Tuesday, September 30th, 2008

As economic and, possibly/probably, social conditions get worse, I am hoping that I can live up to my own directive, to “calm up and tense down.” Personal posture is just a microcosm of  a family’s, community’s, country’s, or region’s posture.

 John

Imagery in the “Big picture”

Monday, September 29th, 2008

We use imagery whether we try to or not. Our unconscious images, which you might call our ”self-images,” make up our attitude, our holding patterns, our postural habits. Every movement we make is colored by those attititudes,holding patterns, or self-images… and it appears that the only way to change those habitual patterns is by changing the images, by one means or another. 

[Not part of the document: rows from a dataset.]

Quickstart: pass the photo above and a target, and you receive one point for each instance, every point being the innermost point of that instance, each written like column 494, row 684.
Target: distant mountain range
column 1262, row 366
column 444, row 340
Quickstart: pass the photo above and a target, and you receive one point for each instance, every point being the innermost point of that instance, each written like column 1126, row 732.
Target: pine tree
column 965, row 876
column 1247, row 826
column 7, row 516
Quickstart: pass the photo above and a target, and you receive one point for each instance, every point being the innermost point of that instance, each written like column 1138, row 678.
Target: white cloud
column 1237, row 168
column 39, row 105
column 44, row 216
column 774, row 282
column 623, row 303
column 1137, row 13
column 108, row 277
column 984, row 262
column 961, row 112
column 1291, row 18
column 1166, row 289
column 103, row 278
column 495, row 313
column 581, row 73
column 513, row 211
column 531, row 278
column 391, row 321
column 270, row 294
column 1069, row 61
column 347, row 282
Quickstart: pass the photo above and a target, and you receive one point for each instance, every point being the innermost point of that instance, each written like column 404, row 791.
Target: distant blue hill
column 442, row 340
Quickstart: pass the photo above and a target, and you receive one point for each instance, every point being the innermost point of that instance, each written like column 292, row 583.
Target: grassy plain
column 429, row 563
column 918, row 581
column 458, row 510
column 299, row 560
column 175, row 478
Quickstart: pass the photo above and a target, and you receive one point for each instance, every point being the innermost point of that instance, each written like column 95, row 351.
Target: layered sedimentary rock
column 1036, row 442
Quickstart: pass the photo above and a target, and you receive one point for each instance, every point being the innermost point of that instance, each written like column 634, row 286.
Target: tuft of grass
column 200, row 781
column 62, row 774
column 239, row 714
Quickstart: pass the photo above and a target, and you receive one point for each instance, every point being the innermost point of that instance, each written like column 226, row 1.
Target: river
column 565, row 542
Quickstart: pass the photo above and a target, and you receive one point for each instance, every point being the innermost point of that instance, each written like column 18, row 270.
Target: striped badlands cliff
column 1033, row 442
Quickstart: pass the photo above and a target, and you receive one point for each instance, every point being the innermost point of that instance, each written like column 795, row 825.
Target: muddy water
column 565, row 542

The most basic principle of Posture Release Imagery concerns the ideal relationship between the dorsal and ventral surfaces of the body. Below I have an illustration of the yin/yang symbol (the Chinese symbol of the forces of the universe). Above it, I have my depiction of the most appropriate general response to these yin/yang forces of the universe. If you have played with the imagery on this site, the symbol might make sense.  It has to do with the ideal relationship between the dorsal and ventral surfaces of our body. In addition, I think that it essentially depicts the ideal Christian or, perhaps, Judeo/Christian response to life’s forces. So, if you haven’t already done so, search around this site, attempt a couple of image exercises, and get right with the universe!

yin-yang-and-big-bang.JPG

John

P.S. I have a new exercise on the type-specific imagery page as of today.